The company debuted enhancements to its Ethernet switching line yesterday that underscores its power play to become a complete-solutions provider. The switch combines the popularity of Ethernet and Fast Ethernet at the desktop and the workgroup, with an ATM uplink for the network backbone.
McKenzie said ATM is the ideal technology for a network backbone, while devices--such as an Ethernet switches--at different points, or "edges," of a network can change as application needs change. For instance, an Internet-based application could run over ATM using Internet Protocol switching.
Fore Systems is also leveraging its expertise and marketshare lead in ATM by plucking a number of vendors recently to complete its product portfolio. The most important acquisition came more than a year ago at the close of 1995 when Fore acquired Alantec for $700 million in a stock swap. Alantec provided Fore with routing technology and Ethernet and Fiber Distributed Data Interface LAN switching gear.

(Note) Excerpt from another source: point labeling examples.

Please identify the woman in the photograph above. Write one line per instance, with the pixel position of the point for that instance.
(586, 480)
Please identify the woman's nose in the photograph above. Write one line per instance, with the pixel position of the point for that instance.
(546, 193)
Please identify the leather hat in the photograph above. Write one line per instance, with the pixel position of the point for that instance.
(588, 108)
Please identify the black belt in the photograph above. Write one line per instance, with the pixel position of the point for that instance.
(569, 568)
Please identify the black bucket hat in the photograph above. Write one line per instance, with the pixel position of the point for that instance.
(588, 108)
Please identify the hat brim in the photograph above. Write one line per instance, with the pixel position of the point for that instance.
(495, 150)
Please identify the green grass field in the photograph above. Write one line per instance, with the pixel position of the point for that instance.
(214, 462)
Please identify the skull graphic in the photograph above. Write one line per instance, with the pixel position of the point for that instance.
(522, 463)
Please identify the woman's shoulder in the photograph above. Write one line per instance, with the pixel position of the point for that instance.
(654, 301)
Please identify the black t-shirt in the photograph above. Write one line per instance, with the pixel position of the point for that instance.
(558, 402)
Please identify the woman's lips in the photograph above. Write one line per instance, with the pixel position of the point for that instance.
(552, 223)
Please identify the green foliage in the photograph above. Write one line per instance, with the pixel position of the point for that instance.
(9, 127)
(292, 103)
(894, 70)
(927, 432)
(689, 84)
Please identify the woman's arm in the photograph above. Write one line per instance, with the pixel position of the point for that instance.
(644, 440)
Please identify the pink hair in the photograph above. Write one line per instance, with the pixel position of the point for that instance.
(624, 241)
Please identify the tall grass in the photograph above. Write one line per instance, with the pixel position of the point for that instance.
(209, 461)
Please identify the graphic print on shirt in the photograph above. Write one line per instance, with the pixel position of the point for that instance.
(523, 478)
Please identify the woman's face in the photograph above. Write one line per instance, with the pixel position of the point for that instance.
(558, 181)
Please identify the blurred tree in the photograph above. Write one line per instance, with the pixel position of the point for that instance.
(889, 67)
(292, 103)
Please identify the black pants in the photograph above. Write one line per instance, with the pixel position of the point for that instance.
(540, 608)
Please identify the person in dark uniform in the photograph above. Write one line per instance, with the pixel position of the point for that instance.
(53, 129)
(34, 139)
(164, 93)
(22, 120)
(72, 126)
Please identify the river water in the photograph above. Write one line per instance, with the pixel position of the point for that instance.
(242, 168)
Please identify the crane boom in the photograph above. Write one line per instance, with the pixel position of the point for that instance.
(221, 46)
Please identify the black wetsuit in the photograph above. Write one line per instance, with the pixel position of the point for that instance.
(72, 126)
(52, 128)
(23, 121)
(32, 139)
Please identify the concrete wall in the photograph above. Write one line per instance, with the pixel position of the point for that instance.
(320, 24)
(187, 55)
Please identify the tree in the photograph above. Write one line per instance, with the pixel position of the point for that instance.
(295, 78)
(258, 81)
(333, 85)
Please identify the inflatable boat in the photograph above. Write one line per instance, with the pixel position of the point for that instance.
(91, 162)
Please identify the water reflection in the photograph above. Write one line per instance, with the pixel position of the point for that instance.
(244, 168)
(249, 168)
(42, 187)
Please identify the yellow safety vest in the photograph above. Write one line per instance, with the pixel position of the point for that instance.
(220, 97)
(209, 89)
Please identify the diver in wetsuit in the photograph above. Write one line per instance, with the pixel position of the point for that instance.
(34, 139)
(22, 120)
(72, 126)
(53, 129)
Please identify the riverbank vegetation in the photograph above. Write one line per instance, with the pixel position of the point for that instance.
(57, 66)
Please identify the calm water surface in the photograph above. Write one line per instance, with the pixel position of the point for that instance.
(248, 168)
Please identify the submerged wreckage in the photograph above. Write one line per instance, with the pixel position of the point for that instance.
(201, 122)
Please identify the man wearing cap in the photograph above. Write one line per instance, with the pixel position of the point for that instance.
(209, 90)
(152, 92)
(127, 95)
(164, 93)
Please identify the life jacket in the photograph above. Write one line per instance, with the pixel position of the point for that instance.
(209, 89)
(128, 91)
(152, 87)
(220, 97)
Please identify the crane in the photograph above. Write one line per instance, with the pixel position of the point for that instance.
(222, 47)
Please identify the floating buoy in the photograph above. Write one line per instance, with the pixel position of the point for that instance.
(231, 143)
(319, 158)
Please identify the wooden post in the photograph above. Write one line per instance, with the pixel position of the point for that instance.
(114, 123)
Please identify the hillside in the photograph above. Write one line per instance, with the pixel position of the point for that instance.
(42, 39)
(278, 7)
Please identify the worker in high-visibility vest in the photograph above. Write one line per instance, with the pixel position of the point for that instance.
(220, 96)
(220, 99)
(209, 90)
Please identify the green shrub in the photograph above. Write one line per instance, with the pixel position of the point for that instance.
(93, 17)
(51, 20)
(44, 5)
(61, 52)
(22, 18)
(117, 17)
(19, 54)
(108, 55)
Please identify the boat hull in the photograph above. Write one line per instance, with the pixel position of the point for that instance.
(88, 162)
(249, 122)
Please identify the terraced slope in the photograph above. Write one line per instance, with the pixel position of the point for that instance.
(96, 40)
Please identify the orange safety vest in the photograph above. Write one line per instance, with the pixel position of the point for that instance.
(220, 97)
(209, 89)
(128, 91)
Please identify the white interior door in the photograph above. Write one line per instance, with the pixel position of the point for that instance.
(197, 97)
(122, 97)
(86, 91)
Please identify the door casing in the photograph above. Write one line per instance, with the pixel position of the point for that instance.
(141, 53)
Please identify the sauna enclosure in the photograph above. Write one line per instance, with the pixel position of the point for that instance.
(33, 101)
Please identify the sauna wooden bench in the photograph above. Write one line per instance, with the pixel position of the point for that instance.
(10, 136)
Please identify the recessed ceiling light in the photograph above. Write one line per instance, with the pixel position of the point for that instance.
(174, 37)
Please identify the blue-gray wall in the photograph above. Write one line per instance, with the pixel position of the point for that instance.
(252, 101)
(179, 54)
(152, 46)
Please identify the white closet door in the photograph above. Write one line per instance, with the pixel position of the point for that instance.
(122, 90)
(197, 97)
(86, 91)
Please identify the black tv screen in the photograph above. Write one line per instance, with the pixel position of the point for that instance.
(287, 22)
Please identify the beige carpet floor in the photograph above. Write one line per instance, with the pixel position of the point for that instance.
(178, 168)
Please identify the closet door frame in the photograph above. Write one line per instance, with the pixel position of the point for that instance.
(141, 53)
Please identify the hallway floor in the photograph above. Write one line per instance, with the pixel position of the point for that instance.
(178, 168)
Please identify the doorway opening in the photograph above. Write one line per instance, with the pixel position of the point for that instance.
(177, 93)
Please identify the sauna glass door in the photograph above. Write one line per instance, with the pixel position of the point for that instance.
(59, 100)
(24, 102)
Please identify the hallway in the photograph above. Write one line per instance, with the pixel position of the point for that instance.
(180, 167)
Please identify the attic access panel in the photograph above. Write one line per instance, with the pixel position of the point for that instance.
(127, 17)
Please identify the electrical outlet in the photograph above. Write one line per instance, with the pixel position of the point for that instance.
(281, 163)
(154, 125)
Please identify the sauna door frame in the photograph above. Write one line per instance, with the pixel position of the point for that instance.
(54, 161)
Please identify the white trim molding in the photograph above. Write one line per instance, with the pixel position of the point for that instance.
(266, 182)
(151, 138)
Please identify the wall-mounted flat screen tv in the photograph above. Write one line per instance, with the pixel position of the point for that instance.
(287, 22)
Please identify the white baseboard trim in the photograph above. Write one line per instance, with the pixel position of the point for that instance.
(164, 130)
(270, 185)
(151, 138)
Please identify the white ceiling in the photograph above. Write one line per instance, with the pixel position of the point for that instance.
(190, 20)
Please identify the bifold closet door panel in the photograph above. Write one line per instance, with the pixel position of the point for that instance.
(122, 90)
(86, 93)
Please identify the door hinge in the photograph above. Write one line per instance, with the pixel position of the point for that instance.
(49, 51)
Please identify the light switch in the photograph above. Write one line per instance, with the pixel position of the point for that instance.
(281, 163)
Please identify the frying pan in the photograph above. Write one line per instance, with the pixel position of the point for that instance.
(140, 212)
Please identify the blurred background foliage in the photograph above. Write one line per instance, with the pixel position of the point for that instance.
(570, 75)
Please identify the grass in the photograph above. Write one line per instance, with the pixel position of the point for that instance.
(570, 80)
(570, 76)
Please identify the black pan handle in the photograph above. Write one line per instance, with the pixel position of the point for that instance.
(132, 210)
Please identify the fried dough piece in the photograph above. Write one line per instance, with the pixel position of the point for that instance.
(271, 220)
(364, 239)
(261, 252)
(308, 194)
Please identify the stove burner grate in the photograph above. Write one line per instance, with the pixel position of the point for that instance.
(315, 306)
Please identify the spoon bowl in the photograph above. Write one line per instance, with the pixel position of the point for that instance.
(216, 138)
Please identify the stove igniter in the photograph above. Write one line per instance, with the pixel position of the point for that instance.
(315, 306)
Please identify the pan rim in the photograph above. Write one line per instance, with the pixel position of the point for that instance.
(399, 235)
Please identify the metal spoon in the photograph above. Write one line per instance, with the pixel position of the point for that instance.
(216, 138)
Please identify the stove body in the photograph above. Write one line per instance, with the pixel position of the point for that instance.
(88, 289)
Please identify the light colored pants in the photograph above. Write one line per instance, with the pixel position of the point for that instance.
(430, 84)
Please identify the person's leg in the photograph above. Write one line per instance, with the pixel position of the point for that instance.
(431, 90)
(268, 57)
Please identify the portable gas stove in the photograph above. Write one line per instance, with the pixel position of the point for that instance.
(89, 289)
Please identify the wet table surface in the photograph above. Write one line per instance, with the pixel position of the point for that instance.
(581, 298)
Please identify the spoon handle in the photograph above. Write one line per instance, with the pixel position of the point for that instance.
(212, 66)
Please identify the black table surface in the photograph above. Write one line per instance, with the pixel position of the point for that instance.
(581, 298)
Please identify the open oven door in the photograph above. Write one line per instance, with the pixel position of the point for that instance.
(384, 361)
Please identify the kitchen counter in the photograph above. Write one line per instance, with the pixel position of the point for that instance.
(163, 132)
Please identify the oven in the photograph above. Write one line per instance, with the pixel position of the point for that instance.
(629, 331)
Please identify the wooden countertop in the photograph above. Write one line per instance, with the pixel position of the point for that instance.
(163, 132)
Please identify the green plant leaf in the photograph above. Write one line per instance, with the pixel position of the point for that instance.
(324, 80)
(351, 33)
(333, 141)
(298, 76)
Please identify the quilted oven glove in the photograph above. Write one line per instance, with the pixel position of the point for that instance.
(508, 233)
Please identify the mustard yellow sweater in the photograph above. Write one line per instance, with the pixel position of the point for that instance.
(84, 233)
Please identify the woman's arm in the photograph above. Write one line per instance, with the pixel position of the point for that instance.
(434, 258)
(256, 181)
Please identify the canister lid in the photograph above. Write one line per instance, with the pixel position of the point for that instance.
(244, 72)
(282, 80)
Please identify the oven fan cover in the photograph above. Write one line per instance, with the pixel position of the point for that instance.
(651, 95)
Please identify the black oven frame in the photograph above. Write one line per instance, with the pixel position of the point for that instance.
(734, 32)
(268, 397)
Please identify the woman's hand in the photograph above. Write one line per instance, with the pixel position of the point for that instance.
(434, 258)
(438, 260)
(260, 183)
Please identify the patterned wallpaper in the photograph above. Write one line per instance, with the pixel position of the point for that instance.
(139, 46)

More recently, Fore bought Scalable Networks, for its Fast Ethernet and Gigabit Ethernet expertise; Cadia Networks, which added multiservice technology for ATM networks, allowing multiple data types to be carried over an ATM pipe; and Nemesys Research, which offered Fore ATM multimedia technology.
The company is also expanding beyond its core business.
"Fore is going through kind of a catharsis right now," said Craig Johnson, principal analyst with Current Analysis, an Ashburn, Virginia-based, consulting firm. "With the buying binge, they've obviously expanded beyond their ATM-at-the-core approach."
Recent Fore successes on the user front also highlight the unique capabilities of ATM. Fore has integrated its ATM products with a real-time operating system in Canada to provide video-based toll collection on Highway 407 outside Toronto. ATMNet is also making huge inroads on the West coast and beyond as a network services provider using Fore's ATM switching gear.
"Expanding beyond their ATM roots is really a marketplace necessity," said Dan Taylor, an analyst with the Aberdeen Group consultancy. "They're just continuing to round out their service offerings."
Expect a continuation of Fore's acquisition spree in the coming months as the company tries to enhance its "complete solutions"-style strategy.
As a market matures, marketshares tend to shrink. But Fore Systems may have enough of an advantage to fend off competitors.
In the first half of 1996, Fore Systems maintained a significant marketshare lead with 30 percent of port shipments for ATM switches compared to its closest competitor Cisco Systems, which held 12 percent, according to market researcher Dataquest.
Fore, along with rivals Cisco Systems and Cascade Communications continue to benefit from their investments in ATM research and development.
"I don't see any reason to change right now as far as continuing to drive our [initial] vision," said Fore's McKenzie. "We're really on a roll and I see most of our competitors continuing to play catch up."